Exhibitions: Elsewhere(s) @ Positive Lights
Elsewhere(s) is the title for a series of exhibitions and site-specific installations in Exeter, curated by students on the MA Curation course at Exeter University. Pippa Marriot writes on her spent time at Positive Lights on Sidwell Street and was delighted to find such varied and provocative work.
It was a treat to have such international and assured work on our doorstep. Two areas of the exhibition particularly caught my imagination.
Delicious Poison – works by Pei-Ying Lin and Gyokee, which propose that we are eating the world that we have polluted. Gyokee’s carefully composed photographs employ the palette of a futuristic Vogue shoot and show tiny electronic components and wires poking in amongst bowls of crab and seafood, or studding the banana or ice lolly a young woman is opening her mouth to eat. A silver-clad woman bends to use a juicer extracting a “bitter and metaphorical black liquid” out of a grapefruit-sized globe – juicing the earth.
In the room alongside hang huge panels with tiny writing in columns that list with alphabetical precision every virus we have discovered (so far!). Pei-Ying Lin unsettles us further with pages from a cook book with recipes like ‘Influenza Balut’ – a flu-infused boiled egg: ‘The dish shall taste juicy and slightly gamey, with a follow up of feverish symptoms.’ We look down to watch a hosted zoom call and live encounter with participants exploring ‘Virus Cuisine’, eating their way through death-related goodies each beautifully presented in a style somewhere between Heston Blumenthal and a forensic laboratory. (Curators – Kelan Dong and Hua Pang.)

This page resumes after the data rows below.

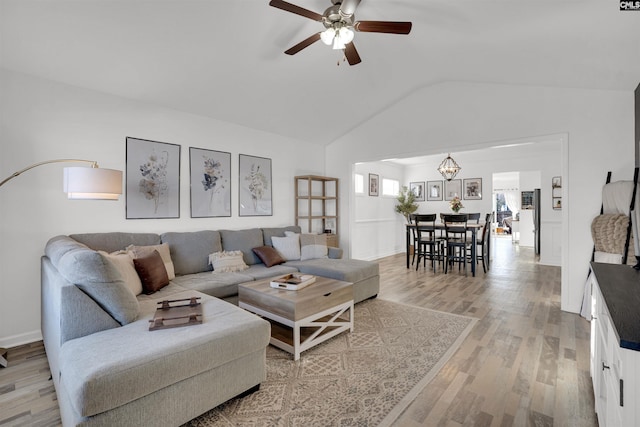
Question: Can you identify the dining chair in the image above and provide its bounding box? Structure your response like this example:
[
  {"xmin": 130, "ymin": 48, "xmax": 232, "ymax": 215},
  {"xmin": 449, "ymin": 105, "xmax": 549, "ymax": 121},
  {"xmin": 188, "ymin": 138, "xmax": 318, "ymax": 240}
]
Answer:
[
  {"xmin": 442, "ymin": 214, "xmax": 471, "ymax": 275},
  {"xmin": 414, "ymin": 214, "xmax": 444, "ymax": 273},
  {"xmin": 476, "ymin": 213, "xmax": 491, "ymax": 273}
]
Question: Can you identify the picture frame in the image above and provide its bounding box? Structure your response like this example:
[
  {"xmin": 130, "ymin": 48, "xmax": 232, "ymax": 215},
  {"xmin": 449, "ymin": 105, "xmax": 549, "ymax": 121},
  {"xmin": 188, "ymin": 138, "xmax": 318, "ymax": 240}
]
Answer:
[
  {"xmin": 238, "ymin": 154, "xmax": 273, "ymax": 216},
  {"xmin": 189, "ymin": 147, "xmax": 231, "ymax": 218},
  {"xmin": 409, "ymin": 181, "xmax": 424, "ymax": 202},
  {"xmin": 463, "ymin": 178, "xmax": 482, "ymax": 200},
  {"xmin": 427, "ymin": 180, "xmax": 444, "ymax": 202},
  {"xmin": 444, "ymin": 179, "xmax": 462, "ymax": 200},
  {"xmin": 125, "ymin": 137, "xmax": 180, "ymax": 219},
  {"xmin": 369, "ymin": 173, "xmax": 380, "ymax": 196}
]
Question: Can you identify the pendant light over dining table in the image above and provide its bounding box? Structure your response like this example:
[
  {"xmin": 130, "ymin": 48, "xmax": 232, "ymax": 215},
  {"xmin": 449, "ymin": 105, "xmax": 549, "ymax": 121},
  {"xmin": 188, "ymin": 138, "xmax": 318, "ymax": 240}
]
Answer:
[{"xmin": 438, "ymin": 154, "xmax": 462, "ymax": 181}]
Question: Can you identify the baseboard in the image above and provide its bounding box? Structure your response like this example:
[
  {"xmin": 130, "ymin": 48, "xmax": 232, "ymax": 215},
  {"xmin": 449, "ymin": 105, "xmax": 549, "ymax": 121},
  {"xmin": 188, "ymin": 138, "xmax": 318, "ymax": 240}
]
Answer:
[{"xmin": 0, "ymin": 329, "xmax": 42, "ymax": 348}]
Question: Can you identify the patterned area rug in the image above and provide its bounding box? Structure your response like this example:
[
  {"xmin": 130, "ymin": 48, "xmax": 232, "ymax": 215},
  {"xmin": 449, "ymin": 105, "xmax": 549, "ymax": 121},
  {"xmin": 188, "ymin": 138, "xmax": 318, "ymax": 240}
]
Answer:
[{"xmin": 186, "ymin": 298, "xmax": 477, "ymax": 427}]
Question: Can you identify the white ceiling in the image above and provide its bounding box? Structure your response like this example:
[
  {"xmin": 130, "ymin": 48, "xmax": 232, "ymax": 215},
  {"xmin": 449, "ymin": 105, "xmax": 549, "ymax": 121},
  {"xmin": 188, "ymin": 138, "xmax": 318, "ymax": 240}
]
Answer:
[{"xmin": 0, "ymin": 0, "xmax": 640, "ymax": 144}]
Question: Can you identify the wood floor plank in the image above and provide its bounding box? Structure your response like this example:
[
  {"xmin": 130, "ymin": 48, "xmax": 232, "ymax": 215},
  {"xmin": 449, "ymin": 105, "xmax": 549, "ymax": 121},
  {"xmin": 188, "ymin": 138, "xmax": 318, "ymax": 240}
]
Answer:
[{"xmin": 0, "ymin": 237, "xmax": 597, "ymax": 427}]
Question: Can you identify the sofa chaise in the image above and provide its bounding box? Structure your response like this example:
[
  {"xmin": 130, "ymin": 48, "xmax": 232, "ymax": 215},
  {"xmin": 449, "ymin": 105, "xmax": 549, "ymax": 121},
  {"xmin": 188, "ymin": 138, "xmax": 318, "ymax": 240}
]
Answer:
[{"xmin": 41, "ymin": 226, "xmax": 379, "ymax": 426}]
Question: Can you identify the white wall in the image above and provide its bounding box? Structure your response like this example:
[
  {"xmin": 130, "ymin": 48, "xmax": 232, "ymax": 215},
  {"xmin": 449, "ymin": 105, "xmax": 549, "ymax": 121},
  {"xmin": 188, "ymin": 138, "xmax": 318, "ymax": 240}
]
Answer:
[
  {"xmin": 326, "ymin": 82, "xmax": 634, "ymax": 312},
  {"xmin": 0, "ymin": 70, "xmax": 324, "ymax": 347}
]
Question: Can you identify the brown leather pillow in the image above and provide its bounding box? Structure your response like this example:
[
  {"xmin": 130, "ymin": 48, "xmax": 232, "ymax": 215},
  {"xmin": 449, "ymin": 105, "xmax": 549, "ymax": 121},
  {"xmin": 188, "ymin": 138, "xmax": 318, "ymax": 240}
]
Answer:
[
  {"xmin": 253, "ymin": 246, "xmax": 286, "ymax": 267},
  {"xmin": 133, "ymin": 250, "xmax": 169, "ymax": 295}
]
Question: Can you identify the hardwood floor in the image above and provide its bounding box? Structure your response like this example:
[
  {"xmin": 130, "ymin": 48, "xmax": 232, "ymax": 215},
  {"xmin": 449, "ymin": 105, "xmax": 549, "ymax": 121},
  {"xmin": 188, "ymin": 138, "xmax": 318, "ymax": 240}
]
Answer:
[{"xmin": 0, "ymin": 238, "xmax": 598, "ymax": 427}]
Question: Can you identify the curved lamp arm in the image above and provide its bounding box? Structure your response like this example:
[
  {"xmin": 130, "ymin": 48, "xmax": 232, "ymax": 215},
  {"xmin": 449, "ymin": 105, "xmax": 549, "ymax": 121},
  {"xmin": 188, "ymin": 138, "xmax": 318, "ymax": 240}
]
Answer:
[
  {"xmin": 0, "ymin": 159, "xmax": 122, "ymax": 200},
  {"xmin": 0, "ymin": 159, "xmax": 98, "ymax": 187}
]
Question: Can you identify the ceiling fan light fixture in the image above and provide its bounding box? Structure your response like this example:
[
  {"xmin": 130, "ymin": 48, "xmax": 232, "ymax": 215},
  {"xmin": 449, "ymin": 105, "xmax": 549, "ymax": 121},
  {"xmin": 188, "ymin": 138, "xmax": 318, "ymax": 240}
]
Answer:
[{"xmin": 320, "ymin": 28, "xmax": 336, "ymax": 46}]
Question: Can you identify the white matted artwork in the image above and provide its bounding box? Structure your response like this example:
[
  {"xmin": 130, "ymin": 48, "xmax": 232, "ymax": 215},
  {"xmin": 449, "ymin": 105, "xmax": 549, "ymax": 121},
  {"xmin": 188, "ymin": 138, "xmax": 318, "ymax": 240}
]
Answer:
[
  {"xmin": 238, "ymin": 154, "xmax": 273, "ymax": 216},
  {"xmin": 427, "ymin": 180, "xmax": 442, "ymax": 201},
  {"xmin": 126, "ymin": 137, "xmax": 180, "ymax": 219},
  {"xmin": 444, "ymin": 179, "xmax": 462, "ymax": 200},
  {"xmin": 464, "ymin": 178, "xmax": 482, "ymax": 200},
  {"xmin": 189, "ymin": 147, "xmax": 231, "ymax": 218}
]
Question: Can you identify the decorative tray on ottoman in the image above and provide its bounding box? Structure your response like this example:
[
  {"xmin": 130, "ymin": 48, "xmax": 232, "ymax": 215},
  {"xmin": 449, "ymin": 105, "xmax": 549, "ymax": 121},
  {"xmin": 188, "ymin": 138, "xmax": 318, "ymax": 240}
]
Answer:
[{"xmin": 149, "ymin": 297, "xmax": 202, "ymax": 331}]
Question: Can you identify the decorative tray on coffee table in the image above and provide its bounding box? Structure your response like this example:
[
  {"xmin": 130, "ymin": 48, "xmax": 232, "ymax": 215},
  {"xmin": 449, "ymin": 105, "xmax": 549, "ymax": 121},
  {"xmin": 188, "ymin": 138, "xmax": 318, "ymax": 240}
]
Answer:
[{"xmin": 149, "ymin": 297, "xmax": 202, "ymax": 331}]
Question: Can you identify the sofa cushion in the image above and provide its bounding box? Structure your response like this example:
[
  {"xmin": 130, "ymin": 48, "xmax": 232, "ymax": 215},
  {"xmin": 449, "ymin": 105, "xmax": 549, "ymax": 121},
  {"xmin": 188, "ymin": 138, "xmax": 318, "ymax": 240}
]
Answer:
[
  {"xmin": 209, "ymin": 251, "xmax": 249, "ymax": 273},
  {"xmin": 162, "ymin": 230, "xmax": 222, "ymax": 276},
  {"xmin": 284, "ymin": 258, "xmax": 380, "ymax": 283},
  {"xmin": 133, "ymin": 251, "xmax": 169, "ymax": 295},
  {"xmin": 220, "ymin": 228, "xmax": 264, "ymax": 265},
  {"xmin": 127, "ymin": 243, "xmax": 176, "ymax": 280},
  {"xmin": 98, "ymin": 251, "xmax": 142, "ymax": 295},
  {"xmin": 253, "ymin": 246, "xmax": 286, "ymax": 267},
  {"xmin": 169, "ymin": 272, "xmax": 254, "ymax": 298},
  {"xmin": 69, "ymin": 232, "xmax": 161, "ymax": 253},
  {"xmin": 262, "ymin": 225, "xmax": 302, "ymax": 246},
  {"xmin": 271, "ymin": 233, "xmax": 300, "ymax": 261},
  {"xmin": 60, "ymin": 291, "xmax": 270, "ymax": 417}
]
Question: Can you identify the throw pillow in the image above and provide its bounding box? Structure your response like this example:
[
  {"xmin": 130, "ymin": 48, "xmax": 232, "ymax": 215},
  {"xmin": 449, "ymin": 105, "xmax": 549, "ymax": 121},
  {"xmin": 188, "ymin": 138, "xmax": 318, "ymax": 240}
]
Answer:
[
  {"xmin": 300, "ymin": 234, "xmax": 329, "ymax": 261},
  {"xmin": 253, "ymin": 246, "xmax": 286, "ymax": 267},
  {"xmin": 98, "ymin": 251, "xmax": 142, "ymax": 295},
  {"xmin": 209, "ymin": 251, "xmax": 249, "ymax": 273},
  {"xmin": 133, "ymin": 250, "xmax": 169, "ymax": 295},
  {"xmin": 271, "ymin": 231, "xmax": 300, "ymax": 261},
  {"xmin": 127, "ymin": 243, "xmax": 176, "ymax": 280}
]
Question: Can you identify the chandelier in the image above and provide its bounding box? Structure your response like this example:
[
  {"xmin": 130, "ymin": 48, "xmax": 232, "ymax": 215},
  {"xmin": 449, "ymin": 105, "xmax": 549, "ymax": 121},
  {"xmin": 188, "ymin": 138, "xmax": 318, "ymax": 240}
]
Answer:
[{"xmin": 438, "ymin": 154, "xmax": 462, "ymax": 181}]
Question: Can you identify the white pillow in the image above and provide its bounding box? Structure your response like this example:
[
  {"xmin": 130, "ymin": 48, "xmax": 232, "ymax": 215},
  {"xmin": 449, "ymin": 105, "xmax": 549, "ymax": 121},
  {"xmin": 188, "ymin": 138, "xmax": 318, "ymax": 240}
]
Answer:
[
  {"xmin": 98, "ymin": 251, "xmax": 142, "ymax": 295},
  {"xmin": 300, "ymin": 234, "xmax": 329, "ymax": 261},
  {"xmin": 271, "ymin": 231, "xmax": 300, "ymax": 261},
  {"xmin": 209, "ymin": 251, "xmax": 249, "ymax": 273},
  {"xmin": 127, "ymin": 243, "xmax": 176, "ymax": 280}
]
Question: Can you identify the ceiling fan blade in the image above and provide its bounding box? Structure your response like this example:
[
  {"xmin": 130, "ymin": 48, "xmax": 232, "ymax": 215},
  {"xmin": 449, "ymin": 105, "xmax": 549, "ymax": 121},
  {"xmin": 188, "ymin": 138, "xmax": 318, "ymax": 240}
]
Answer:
[
  {"xmin": 284, "ymin": 33, "xmax": 320, "ymax": 55},
  {"xmin": 340, "ymin": 0, "xmax": 360, "ymax": 18},
  {"xmin": 353, "ymin": 21, "xmax": 411, "ymax": 34},
  {"xmin": 344, "ymin": 42, "xmax": 362, "ymax": 65},
  {"xmin": 269, "ymin": 0, "xmax": 322, "ymax": 21}
]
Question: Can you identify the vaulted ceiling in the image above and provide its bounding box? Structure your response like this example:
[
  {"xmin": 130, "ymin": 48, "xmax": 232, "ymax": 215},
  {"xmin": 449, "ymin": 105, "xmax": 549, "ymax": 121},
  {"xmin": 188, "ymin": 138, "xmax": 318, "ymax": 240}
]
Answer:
[{"xmin": 0, "ymin": 0, "xmax": 640, "ymax": 144}]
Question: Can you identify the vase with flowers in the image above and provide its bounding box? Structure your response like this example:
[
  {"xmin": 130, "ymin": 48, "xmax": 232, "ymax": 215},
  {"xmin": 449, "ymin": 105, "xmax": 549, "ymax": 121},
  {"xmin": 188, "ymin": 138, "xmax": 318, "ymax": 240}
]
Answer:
[{"xmin": 449, "ymin": 196, "xmax": 464, "ymax": 213}]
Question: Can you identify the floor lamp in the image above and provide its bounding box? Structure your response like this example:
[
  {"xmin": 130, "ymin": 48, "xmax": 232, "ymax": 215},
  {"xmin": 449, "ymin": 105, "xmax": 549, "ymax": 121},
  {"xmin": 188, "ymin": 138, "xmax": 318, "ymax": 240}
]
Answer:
[{"xmin": 0, "ymin": 159, "xmax": 122, "ymax": 368}]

All of this is clinical, futuristic disturbance is in stark contrast with Herself and Surrounding. Urmi Roy’s touching and emotional work brings earth tones and red threads to images of Bengali women. We see domestic scenes of cooking at a stove, children playing, animals and boats and a timeless lifestyle where outside and inside are indistinct. A whole life unfolds in memories painted onto a long, hung canvas which continues across the floor, like a winding sheet. Elsewhere, women are connected by a spool of red thread to each other and to the past, or – in a wonderful portrait entitled The Kitchen of my Elder Sister-in-Law/Boro Boudir Hensel - the rich orange-reds and blues create the smells and movements of cooking – an everyday act of survival and nurturing that threads through the lives and generations that Roy depicts so movingly. (Curators – Meng Hao, Yifan Wu, Jiarong Zhou.)